High-density seeding of myocyte cells for cardiac tissue engineering

Abstract

Tissue engineering of 1- to 5-mm-thick, functional constructs based on cells that cannot tolerate hypoxia for prolonged time periods (e.g., cardiac myocytes) critically depends on our ability to seed the cells at a high and spatially uniform initial density and to maintain their viability and function. We hypothesized that rapid gel-cell inoculation in conjunction with direct medium perfusion through the seeded scaffold would increase the rate, yield, viability, and uniformity of cell seeding. Two cell types were studied: neonatal rat cardiomyocytes for feasibility studies of seeding and cultivation with direct medium perfusion, and C2C12 cells (a murine myoblast cell line) for detailed seeding studies.

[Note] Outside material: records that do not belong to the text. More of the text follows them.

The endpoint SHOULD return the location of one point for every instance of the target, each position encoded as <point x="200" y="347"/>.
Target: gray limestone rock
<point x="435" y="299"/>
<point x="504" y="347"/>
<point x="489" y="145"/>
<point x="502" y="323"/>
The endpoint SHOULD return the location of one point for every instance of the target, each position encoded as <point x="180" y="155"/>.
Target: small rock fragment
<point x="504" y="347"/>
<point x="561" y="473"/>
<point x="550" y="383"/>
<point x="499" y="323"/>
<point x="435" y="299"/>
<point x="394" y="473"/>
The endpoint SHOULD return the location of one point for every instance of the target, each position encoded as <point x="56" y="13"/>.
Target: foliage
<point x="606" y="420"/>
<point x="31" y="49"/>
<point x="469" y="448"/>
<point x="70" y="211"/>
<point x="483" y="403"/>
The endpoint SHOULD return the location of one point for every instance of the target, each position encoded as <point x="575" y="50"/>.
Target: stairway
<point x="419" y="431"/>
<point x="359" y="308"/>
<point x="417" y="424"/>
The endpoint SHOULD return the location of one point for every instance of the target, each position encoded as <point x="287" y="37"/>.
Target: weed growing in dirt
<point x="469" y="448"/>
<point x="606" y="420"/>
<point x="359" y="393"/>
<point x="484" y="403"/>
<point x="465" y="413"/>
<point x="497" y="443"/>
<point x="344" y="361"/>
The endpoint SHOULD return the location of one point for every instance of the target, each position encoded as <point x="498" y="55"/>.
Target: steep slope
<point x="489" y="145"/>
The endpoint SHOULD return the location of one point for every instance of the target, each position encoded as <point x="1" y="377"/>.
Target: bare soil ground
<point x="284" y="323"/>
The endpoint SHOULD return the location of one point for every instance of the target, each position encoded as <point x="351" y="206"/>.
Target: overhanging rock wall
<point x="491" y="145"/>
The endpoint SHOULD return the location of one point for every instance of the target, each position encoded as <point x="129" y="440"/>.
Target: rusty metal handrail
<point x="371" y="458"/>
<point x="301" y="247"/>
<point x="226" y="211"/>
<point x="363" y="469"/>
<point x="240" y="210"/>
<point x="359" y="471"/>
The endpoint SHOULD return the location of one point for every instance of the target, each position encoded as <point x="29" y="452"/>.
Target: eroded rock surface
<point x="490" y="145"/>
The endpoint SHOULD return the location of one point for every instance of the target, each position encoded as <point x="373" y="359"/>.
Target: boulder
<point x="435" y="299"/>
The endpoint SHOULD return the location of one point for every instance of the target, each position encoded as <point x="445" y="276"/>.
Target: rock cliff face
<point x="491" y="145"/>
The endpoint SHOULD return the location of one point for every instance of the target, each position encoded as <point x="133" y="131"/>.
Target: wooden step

Cells were seeded at densities corresponding to those normally present in the adult rat heart ([0.5-1] x 10(8) cells/cm(3)), into collagen sponges (13 mm x 3 mm discs), using Matrigel as a vehicle for rapid cell delivery. Scaffolds inoculated with cell-gel suspension were seeded either in perfused cartridges with alternating medium flow or in orbitally mixed Petri dishes. The effects of seeding time (1.5 or 4.5 h), initial cell number (6 or 12 million cells per scaffold), and seeding set-up (medium perfusion at 0.5 and 1.5 mL/min; orbitally mixed dishes) were investigated using a randomized three-factor factorial experimental design with two or three levels and three replicates. The seeding cell yield was consistently high (over 80%), and it appeared to be determined by the rapid gel inoculation. The decrease in cell viability was markedly lower for perfused cartridges than for orbitally mixed dishes (e.g., 8.8 +/- 0.8% and 56.3 +/- 4%, respectively, for 12 million cells at 4.5 h post-seeding). Spatially uniform cell distributions were observed in perfused constructs, whereas cells were mainly located within a thin (100-200 microm) surface layer in dish seeded constructs. Over 7 days of cultivation, medium perfusion maintained the viability and differentiated function of cardiac myocytes, and the constructs contracted synchronously in response to electrical stimulation. Direct perfusion can thus enable seeding of hypoxia-sensitive cells at physiologically high and spatially uniform initial densities and maintain cell viability and function.